Vice-chair of BAME Lawyers for Justice Lee Jasper said the figures were “extraordinarily worrying” given they remained at the same level despite the pandemic when there were fewer people on the streets.
“So where someone might say, well these figures have remained stable, you have to remember that those figures remained stable within the context of a pandemic — and one would have really expected those figures to decline,” he told the Morning Star.
The activist, who has supported several families seeking justice for relatives who died in police custody, added: “I think the government has shown a remarkable degree of complacency in relation to deaths in custody and it continues really to represent a critical fault line in relations between communities and police services.”
The IOPC said that some deaths were avoidable due to an “over-reliance” on police services responding to mental health crises.
IOPC director general Michael Lockwood said that this was “unfair to those who have died, their families, and the often ill-equipped officers involved.”
“These issues cannot be solved by the police service alone and need a concerted, system-wide response to help prevent future deaths from occurring,” he said.
Mr Jasper added that the figures were “doubly disappointing” given government failures to enact key recommendations into Dame Elish Angliolini’s 2017 review into deaths in police custody, which he said could have prevented such incidents.
Among proposed changes that have not occurred include the introduction of a national policing policy to limit the use of force and restraint against anyone vulnerable or with mental health problems.
“The last place a person with addiction or mental health problems should be taken to is a police station,” Mr Jasper added.
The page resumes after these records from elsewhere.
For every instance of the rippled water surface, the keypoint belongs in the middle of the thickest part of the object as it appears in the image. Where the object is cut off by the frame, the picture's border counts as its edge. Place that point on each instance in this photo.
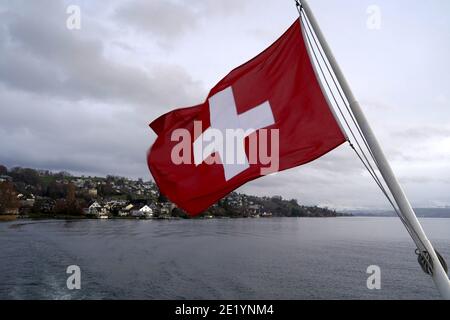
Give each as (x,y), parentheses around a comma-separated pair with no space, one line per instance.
(279,258)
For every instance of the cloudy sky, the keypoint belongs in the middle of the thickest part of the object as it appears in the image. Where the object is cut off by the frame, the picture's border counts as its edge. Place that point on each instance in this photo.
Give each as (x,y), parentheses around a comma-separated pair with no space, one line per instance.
(81,100)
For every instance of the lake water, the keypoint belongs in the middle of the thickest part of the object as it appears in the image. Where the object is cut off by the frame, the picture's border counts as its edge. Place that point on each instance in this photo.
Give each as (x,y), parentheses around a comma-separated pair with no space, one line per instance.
(278,258)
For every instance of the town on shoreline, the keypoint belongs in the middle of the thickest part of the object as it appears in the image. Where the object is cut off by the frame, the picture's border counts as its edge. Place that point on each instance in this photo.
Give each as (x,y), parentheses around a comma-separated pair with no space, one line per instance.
(30,193)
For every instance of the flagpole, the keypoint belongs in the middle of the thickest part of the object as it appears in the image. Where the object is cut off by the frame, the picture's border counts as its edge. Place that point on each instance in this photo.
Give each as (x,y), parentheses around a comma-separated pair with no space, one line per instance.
(439,275)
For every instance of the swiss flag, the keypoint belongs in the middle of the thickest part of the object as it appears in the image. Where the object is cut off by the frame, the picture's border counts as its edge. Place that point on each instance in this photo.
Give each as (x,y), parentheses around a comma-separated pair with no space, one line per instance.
(275,98)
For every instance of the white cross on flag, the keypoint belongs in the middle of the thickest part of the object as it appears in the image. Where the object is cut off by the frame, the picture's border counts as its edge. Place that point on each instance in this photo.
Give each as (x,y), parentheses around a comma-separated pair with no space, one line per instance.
(271,104)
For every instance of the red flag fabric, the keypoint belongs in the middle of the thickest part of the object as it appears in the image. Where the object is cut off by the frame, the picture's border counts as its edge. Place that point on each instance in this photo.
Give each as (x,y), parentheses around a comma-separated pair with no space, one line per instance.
(276,93)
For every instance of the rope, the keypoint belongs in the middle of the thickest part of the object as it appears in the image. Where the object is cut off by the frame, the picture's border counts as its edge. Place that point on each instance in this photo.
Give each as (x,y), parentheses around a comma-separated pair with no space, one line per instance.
(363,158)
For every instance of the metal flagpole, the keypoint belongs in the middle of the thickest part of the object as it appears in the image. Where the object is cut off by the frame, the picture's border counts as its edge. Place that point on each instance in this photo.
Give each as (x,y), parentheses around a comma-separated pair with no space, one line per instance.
(439,275)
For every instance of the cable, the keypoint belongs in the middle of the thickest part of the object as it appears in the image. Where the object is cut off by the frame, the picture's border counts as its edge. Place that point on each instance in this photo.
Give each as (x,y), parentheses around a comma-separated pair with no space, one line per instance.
(364,158)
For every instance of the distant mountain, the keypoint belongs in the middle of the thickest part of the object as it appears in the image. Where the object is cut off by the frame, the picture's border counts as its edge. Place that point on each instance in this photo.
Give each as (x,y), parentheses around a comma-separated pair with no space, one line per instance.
(420,212)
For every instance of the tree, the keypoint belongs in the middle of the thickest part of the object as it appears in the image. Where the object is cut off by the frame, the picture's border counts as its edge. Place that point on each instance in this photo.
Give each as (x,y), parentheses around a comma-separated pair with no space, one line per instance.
(8,197)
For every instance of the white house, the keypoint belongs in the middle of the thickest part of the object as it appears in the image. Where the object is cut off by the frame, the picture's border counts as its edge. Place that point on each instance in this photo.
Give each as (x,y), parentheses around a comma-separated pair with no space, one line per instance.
(146,210)
(97,209)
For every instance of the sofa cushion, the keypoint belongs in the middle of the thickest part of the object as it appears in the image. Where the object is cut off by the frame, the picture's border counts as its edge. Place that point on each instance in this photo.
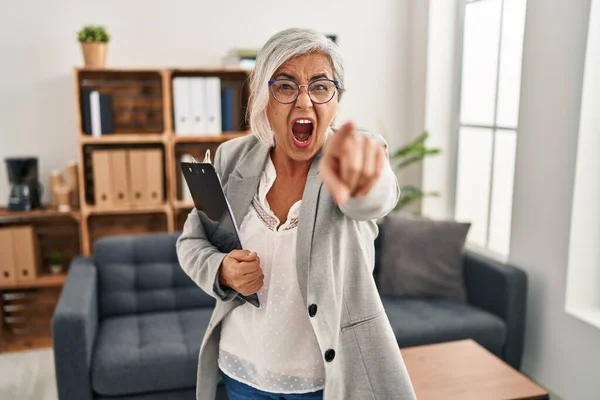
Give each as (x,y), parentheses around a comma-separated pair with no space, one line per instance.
(422,258)
(417,322)
(149,352)
(140,273)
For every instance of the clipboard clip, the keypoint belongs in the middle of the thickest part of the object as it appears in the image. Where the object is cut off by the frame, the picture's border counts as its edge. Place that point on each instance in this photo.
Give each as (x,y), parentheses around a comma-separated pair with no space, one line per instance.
(206,158)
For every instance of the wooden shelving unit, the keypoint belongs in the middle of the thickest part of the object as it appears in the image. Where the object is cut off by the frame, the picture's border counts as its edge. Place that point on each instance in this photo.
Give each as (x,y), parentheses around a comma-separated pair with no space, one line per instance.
(143,118)
(138,89)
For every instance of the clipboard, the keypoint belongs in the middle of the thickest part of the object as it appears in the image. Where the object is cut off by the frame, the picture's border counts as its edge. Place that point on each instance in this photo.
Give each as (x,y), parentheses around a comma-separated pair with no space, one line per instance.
(214,210)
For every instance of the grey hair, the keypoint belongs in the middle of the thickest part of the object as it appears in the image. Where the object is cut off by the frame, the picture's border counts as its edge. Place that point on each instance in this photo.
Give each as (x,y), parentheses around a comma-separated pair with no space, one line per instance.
(279,49)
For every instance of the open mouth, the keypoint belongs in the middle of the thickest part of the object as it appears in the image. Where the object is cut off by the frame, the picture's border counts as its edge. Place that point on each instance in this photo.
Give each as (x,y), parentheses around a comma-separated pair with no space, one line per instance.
(302,132)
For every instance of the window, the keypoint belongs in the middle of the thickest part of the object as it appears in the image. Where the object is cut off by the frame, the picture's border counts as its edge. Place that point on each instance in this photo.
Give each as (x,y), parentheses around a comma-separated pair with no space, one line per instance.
(488,116)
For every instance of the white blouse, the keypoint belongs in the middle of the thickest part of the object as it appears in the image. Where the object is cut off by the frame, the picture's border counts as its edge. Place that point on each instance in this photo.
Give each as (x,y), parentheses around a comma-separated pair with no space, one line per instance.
(272,348)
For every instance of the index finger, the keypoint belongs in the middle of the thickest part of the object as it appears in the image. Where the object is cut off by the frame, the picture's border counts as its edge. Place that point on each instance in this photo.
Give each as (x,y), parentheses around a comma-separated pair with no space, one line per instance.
(243,255)
(339,191)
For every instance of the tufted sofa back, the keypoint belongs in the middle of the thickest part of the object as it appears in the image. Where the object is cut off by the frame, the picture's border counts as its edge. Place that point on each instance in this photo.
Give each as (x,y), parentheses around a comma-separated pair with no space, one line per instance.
(140,274)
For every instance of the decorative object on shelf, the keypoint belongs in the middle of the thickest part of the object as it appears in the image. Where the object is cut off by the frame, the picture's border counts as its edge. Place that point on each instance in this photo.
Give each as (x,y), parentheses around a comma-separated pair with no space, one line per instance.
(94,41)
(72,182)
(56,181)
(63,196)
(56,262)
(243,58)
(409,154)
(65,192)
(26,190)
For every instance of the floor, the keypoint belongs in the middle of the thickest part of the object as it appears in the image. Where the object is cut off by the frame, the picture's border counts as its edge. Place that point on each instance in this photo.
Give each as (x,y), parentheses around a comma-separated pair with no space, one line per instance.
(28,375)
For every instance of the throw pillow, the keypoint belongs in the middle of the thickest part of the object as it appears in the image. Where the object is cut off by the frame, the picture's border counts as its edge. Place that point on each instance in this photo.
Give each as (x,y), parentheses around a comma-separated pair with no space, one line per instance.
(422,258)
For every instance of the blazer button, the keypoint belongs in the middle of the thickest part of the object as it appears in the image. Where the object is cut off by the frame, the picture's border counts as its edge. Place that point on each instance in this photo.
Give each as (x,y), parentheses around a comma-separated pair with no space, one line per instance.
(329,355)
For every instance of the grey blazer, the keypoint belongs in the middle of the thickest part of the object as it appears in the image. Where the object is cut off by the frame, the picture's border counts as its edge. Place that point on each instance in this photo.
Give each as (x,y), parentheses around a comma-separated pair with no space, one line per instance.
(335,260)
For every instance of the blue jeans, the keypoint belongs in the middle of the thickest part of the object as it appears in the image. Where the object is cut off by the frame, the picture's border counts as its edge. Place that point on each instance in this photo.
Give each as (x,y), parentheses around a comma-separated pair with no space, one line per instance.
(239,391)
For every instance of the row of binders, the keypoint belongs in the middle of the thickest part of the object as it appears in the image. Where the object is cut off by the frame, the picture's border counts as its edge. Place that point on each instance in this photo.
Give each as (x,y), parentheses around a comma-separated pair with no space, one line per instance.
(97,112)
(206,106)
(128,178)
(19,252)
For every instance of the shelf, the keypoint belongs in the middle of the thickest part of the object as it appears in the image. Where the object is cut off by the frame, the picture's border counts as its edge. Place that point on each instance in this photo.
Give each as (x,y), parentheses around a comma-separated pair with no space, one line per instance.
(211,70)
(210,138)
(7,216)
(44,280)
(123,138)
(117,69)
(160,208)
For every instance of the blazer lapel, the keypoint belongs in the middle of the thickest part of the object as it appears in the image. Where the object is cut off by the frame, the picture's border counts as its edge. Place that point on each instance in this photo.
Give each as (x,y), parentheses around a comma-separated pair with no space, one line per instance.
(243,181)
(306,224)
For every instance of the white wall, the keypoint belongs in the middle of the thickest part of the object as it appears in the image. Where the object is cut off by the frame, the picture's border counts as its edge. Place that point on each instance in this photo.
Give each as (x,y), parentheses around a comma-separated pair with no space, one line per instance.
(583,284)
(39,50)
(561,352)
(441,108)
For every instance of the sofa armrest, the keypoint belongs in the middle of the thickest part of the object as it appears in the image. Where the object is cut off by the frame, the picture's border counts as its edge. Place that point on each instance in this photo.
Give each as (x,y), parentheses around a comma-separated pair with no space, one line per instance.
(74,326)
(500,289)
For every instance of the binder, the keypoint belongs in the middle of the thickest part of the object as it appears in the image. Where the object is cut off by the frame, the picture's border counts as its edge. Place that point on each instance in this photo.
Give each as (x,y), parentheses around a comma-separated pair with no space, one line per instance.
(101,113)
(154,176)
(198,106)
(8,267)
(213,105)
(119,177)
(182,105)
(186,195)
(227,109)
(101,162)
(137,177)
(95,113)
(27,253)
(236,104)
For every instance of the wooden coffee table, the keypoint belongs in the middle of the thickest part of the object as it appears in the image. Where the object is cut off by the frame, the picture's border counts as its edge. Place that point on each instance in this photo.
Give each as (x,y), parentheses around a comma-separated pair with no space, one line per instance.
(464,370)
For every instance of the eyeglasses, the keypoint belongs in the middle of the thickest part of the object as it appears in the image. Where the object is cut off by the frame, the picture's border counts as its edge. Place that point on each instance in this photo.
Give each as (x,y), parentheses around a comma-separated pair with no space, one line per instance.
(320,91)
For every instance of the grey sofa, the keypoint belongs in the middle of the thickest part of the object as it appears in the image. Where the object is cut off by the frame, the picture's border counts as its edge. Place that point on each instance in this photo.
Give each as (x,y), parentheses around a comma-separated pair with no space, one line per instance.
(129,321)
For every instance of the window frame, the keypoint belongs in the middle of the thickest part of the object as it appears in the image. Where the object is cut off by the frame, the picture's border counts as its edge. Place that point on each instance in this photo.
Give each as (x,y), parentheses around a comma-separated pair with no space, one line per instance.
(494,127)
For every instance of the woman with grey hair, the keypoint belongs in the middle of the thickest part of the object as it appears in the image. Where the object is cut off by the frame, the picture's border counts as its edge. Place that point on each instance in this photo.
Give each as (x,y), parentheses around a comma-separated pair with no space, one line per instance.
(307,198)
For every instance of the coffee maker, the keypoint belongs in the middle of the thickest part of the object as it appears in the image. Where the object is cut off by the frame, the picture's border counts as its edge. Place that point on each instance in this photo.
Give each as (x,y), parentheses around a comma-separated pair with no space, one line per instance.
(26,190)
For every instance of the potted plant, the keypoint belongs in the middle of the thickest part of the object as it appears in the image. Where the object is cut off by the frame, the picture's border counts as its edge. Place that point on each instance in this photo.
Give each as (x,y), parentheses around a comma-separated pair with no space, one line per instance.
(94,40)
(413,152)
(56,262)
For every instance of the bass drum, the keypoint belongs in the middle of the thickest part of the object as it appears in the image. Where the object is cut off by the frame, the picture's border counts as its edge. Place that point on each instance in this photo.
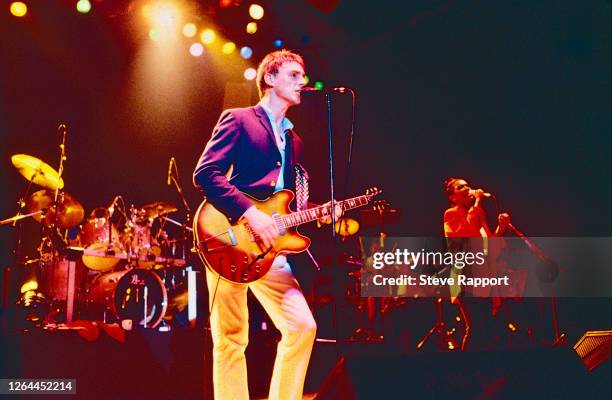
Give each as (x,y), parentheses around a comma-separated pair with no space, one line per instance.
(140,296)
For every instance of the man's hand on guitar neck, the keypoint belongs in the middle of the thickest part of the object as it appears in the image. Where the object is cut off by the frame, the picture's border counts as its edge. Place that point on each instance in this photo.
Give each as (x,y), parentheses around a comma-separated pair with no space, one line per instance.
(262,225)
(337,214)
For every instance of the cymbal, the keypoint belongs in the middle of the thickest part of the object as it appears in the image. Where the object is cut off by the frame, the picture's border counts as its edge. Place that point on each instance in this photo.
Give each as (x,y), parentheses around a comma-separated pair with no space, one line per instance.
(159,207)
(37,171)
(347,227)
(69,211)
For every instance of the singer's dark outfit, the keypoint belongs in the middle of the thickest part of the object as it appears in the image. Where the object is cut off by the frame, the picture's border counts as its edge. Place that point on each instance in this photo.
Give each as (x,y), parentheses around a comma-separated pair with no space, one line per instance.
(243,155)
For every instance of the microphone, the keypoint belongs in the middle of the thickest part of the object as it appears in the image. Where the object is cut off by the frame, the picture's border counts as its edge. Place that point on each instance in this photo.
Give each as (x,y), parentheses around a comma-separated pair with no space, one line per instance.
(338,89)
(484,194)
(61,129)
(111,209)
(172,161)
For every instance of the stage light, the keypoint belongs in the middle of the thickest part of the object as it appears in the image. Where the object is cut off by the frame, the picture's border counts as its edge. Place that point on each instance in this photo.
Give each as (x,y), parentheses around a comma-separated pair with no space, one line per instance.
(228,48)
(246,52)
(252,27)
(164,15)
(250,74)
(256,11)
(83,6)
(154,35)
(196,49)
(207,36)
(29,285)
(18,8)
(190,30)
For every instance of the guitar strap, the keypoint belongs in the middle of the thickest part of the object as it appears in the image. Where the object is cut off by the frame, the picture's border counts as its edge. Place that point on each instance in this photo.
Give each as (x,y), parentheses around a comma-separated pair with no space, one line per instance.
(301,188)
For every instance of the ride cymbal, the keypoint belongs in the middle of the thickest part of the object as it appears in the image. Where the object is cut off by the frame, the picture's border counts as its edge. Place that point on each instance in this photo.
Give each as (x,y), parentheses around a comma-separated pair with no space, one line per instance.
(66,214)
(37,171)
(159,207)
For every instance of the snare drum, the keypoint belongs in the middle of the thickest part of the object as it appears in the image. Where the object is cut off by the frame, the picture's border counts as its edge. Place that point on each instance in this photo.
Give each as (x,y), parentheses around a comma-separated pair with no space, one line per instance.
(94,236)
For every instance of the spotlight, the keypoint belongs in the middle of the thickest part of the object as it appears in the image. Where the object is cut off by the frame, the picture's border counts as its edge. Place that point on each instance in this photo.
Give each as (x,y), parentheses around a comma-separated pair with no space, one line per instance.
(256,11)
(154,35)
(18,8)
(207,36)
(196,49)
(252,27)
(228,48)
(250,74)
(163,15)
(190,30)
(83,6)
(246,52)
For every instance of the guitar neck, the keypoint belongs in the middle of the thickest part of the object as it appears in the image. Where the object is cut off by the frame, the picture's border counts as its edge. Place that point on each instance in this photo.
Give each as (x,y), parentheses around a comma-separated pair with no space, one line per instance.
(312,214)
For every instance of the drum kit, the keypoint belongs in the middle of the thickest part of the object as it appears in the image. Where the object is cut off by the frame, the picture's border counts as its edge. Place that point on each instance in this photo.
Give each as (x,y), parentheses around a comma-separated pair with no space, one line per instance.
(115,265)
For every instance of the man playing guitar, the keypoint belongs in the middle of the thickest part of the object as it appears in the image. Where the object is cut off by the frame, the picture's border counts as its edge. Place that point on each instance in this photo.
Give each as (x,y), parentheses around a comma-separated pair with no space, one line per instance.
(254,150)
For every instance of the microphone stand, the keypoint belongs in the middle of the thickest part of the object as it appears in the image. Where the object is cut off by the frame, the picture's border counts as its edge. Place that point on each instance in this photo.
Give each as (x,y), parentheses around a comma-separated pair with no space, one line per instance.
(560,338)
(187,223)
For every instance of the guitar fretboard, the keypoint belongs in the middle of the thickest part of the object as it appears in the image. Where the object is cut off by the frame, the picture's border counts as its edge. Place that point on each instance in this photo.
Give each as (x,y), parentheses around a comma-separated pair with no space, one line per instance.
(311,214)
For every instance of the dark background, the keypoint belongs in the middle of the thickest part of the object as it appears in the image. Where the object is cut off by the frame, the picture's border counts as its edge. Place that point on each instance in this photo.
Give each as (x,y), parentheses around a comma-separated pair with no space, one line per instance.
(512,96)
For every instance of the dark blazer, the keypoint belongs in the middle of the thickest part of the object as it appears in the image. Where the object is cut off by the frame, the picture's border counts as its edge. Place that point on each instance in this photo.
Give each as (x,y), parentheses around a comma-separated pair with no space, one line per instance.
(242,156)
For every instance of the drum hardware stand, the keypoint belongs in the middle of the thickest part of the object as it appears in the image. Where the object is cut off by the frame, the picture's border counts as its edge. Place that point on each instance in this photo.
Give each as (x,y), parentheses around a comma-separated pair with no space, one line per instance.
(446,338)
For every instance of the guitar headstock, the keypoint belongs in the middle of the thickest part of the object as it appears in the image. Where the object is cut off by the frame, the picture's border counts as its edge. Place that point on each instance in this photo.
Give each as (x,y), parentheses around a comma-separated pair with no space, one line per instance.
(381,205)
(373,192)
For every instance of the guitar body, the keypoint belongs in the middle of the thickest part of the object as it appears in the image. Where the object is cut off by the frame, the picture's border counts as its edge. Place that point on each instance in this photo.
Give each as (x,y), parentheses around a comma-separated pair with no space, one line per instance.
(232,251)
A Home Office spokesperson said: “We have a zero-tolerance attitude towards these rare, but devastating incidents and we recently set out the significant progress the government has made, along with police and prisons, to address this issue – including reducing the use of police custody as a place of safety for people experiencing a mental health crisis by 98 per cent since 2012.
“We will continue to hold organisations to account, provide enhanced training for officers and improve support for families.”